Another clear benefit is that artificial photosynthesis could help absorb a large chunk of atmospheric carbon emissions. Barras explains why scientists have failed so far to recreate this vital process:
Visible photons can only contribute a limited amount of energy towards a chemical reaction. This energy is absorbed by electrons involved in the reaction.
Reactions that require more energy, such as the synthesis of carbohydrates, can only proceed when several energised electrons are available to contribute. For that reason, chemists say the photosynthesis falls into a class of reactions known as multiple electron systems.

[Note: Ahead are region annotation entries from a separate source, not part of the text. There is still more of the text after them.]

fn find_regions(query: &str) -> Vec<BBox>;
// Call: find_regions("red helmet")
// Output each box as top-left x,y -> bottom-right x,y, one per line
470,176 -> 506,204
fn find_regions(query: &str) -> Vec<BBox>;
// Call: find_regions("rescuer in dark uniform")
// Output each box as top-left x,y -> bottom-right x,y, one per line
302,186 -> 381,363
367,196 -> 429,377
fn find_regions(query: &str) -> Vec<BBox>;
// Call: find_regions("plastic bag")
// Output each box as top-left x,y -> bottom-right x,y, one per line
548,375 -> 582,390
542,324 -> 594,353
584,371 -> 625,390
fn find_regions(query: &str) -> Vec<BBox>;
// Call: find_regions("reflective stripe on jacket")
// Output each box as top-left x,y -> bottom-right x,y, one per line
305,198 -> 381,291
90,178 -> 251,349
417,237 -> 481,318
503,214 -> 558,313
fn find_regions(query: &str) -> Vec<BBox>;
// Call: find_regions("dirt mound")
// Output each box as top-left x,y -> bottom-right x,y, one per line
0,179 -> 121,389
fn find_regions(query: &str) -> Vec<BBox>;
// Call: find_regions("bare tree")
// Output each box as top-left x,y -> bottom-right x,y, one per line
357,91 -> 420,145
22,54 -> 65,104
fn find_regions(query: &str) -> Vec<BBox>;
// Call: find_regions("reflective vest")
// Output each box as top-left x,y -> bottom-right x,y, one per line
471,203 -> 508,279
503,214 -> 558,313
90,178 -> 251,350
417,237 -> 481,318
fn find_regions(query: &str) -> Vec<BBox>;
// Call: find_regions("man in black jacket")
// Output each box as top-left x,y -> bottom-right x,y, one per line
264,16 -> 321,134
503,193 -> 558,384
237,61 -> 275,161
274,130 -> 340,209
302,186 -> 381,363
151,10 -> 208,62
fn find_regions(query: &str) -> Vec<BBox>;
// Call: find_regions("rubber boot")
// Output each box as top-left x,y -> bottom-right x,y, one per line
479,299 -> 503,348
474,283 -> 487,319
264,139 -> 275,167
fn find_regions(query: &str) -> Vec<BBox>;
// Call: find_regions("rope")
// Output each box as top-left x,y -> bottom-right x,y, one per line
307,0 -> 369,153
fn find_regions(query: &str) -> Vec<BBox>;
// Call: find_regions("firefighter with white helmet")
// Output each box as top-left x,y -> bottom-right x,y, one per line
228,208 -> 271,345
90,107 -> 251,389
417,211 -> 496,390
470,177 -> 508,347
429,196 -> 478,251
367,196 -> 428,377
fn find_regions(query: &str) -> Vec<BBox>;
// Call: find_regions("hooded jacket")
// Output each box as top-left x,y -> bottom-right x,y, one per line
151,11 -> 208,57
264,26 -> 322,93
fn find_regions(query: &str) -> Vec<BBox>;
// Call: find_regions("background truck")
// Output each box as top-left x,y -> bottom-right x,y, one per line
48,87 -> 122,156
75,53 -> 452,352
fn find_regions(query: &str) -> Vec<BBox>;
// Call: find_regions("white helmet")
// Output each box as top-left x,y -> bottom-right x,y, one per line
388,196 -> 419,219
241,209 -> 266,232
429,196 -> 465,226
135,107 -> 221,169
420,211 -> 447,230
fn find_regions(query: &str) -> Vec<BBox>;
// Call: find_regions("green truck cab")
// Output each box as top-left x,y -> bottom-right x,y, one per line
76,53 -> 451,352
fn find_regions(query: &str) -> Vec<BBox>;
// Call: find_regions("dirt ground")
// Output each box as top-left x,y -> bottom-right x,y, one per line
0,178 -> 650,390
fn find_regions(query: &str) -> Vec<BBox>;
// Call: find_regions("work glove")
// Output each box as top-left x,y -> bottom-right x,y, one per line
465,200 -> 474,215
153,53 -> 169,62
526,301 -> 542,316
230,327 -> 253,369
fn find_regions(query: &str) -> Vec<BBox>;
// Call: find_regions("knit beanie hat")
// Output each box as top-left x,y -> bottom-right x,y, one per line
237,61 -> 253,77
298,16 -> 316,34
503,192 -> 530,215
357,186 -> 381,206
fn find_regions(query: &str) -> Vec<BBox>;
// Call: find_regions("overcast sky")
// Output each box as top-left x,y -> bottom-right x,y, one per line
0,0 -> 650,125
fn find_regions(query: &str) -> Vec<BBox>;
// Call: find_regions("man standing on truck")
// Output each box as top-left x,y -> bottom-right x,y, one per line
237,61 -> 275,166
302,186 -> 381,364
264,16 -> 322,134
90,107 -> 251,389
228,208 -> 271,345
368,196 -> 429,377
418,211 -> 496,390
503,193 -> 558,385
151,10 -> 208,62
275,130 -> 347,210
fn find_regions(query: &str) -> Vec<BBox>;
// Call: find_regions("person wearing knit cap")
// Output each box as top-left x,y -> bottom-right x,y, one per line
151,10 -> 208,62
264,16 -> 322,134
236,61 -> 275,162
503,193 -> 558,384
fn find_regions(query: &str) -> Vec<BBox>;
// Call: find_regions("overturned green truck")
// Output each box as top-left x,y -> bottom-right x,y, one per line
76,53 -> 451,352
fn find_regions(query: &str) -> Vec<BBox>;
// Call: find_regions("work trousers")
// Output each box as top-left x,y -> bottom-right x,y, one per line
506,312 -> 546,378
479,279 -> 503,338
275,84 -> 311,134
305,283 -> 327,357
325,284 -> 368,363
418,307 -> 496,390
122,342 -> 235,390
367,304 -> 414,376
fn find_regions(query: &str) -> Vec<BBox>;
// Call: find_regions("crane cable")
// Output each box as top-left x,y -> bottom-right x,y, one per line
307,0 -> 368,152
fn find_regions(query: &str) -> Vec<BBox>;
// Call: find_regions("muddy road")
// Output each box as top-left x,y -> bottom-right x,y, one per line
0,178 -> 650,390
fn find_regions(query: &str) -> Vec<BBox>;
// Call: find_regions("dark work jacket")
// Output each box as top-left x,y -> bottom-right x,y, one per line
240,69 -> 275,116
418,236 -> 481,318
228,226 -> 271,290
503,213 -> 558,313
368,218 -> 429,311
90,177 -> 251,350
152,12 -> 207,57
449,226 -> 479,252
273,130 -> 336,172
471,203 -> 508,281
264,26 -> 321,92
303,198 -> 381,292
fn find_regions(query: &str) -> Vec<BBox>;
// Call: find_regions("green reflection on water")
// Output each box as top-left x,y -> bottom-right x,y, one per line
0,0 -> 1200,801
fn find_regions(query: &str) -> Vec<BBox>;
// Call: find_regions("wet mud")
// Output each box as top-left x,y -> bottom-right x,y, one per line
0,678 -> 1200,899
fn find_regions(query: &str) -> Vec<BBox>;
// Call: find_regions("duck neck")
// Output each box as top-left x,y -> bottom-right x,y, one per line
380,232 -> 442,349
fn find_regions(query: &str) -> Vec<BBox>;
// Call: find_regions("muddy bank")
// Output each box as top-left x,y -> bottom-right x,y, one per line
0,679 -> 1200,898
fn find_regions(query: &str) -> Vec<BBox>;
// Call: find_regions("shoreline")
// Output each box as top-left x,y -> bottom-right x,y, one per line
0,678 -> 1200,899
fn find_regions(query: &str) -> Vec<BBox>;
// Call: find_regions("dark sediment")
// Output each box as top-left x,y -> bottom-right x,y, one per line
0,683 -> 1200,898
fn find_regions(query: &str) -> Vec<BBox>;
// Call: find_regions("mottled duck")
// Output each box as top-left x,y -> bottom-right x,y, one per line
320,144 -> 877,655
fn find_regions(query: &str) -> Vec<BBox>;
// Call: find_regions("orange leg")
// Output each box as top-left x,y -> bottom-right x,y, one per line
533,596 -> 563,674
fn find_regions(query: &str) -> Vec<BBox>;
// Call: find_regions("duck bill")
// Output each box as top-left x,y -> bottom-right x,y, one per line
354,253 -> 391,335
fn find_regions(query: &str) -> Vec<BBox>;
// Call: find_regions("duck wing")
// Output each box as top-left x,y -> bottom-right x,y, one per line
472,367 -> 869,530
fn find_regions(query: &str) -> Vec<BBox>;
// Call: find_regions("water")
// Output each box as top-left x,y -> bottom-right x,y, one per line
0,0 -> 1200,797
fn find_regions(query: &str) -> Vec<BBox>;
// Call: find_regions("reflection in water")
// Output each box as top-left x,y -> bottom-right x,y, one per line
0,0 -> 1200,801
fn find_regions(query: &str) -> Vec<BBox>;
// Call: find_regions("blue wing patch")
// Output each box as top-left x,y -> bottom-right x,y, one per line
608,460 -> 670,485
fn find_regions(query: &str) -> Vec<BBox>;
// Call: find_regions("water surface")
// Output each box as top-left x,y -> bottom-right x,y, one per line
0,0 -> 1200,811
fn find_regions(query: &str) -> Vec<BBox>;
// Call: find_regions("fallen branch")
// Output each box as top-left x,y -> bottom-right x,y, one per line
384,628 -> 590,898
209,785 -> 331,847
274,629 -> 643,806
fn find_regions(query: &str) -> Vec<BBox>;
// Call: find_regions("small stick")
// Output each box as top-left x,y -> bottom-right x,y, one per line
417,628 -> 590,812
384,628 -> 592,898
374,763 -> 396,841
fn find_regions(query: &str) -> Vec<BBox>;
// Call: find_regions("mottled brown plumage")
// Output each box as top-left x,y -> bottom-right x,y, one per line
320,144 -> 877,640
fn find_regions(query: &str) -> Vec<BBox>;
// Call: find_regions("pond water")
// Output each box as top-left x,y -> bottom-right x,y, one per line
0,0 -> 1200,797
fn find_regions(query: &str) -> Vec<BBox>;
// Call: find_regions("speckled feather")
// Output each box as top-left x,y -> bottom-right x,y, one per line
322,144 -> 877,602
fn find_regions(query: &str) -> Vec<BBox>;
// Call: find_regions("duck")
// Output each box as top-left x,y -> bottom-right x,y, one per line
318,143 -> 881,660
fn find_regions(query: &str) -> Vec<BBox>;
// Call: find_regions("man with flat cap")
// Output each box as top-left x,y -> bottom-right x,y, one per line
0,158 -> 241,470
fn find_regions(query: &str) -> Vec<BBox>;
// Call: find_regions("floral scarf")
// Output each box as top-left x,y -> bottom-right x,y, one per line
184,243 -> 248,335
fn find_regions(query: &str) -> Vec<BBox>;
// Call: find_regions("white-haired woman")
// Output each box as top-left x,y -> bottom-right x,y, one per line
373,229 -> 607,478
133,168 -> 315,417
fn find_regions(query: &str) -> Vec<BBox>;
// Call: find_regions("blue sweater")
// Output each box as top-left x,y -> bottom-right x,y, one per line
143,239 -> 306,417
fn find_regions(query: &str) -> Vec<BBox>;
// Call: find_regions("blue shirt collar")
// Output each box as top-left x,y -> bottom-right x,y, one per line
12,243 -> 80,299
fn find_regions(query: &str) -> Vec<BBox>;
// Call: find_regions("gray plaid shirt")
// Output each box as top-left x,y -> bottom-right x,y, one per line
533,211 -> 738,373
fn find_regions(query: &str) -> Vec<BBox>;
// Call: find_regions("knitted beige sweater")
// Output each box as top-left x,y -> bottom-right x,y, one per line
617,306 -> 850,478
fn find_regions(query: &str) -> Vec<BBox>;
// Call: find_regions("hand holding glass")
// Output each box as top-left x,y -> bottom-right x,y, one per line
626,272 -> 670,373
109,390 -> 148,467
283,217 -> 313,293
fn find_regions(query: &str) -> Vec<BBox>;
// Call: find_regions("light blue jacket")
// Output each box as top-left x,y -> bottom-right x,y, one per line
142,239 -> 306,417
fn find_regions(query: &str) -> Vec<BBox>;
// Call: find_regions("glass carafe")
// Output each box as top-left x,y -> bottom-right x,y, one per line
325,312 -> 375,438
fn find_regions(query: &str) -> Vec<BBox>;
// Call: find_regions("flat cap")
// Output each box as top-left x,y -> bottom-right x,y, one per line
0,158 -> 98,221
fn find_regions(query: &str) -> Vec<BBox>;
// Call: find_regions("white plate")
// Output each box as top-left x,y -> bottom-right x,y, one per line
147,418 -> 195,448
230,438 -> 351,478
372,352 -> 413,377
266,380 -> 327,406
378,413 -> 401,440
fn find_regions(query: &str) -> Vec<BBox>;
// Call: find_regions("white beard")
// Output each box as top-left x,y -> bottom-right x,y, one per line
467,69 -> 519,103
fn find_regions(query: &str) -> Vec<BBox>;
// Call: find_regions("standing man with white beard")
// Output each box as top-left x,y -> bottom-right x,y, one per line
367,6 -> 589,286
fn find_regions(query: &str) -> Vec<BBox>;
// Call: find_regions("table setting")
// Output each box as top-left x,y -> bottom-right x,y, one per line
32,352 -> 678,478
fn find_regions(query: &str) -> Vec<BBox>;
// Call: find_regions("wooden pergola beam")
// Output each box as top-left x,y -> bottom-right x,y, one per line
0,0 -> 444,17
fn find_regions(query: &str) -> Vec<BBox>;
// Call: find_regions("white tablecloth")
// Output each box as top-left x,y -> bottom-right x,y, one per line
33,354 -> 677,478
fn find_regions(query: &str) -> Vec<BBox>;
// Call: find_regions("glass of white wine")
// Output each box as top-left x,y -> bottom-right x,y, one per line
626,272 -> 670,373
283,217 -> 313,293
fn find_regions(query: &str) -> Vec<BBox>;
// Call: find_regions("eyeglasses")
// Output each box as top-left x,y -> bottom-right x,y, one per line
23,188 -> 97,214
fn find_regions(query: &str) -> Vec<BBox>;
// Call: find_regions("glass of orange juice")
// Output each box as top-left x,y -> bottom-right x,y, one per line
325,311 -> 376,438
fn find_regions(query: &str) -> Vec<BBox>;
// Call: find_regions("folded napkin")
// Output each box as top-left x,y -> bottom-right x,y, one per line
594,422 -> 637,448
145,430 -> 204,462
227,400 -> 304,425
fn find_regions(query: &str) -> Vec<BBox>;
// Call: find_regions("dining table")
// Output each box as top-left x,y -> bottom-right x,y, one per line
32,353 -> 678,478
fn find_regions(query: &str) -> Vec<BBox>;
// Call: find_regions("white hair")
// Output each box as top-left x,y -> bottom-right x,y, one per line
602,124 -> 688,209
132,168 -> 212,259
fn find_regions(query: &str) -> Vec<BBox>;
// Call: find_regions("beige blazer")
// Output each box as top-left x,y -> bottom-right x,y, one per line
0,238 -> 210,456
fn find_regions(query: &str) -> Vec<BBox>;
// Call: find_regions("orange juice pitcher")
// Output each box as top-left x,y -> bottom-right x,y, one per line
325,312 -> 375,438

But nobody has succeeded in making artificial multiple electron systems that could provide the necessary energy for artificial photosynthesis.
Such a system would comprise of a donor molecule that can absorb visible light and release many electrons, and a receiver molecule capable of accepting and storing those electrons. Existing systems can donate and receive only one electron at a time.
To get past this problem, the Chinese team decided to substitute single-walled carbon nanotubes for the electron receiver molecule in photosynthesis. Because they also needed a molecule that could release electrons when exposed to visible light, they covalently bonded a number of phthalocyanines (PCs) -- each of which releases one electron after absorbing light -- to the nanotube.
This allowed them to make a multiple electron system in which around 25% of the electrons released by PCs could be stored in a single nanotube. While only one step of a long, complex process, it could provide a needed source of electrons to convert NADP, a chloroplast chemical, into NADPH. In the Calvin Cycle, NADPH helps fix carbon dioxide to form glucose -- the end product of photosynthesis.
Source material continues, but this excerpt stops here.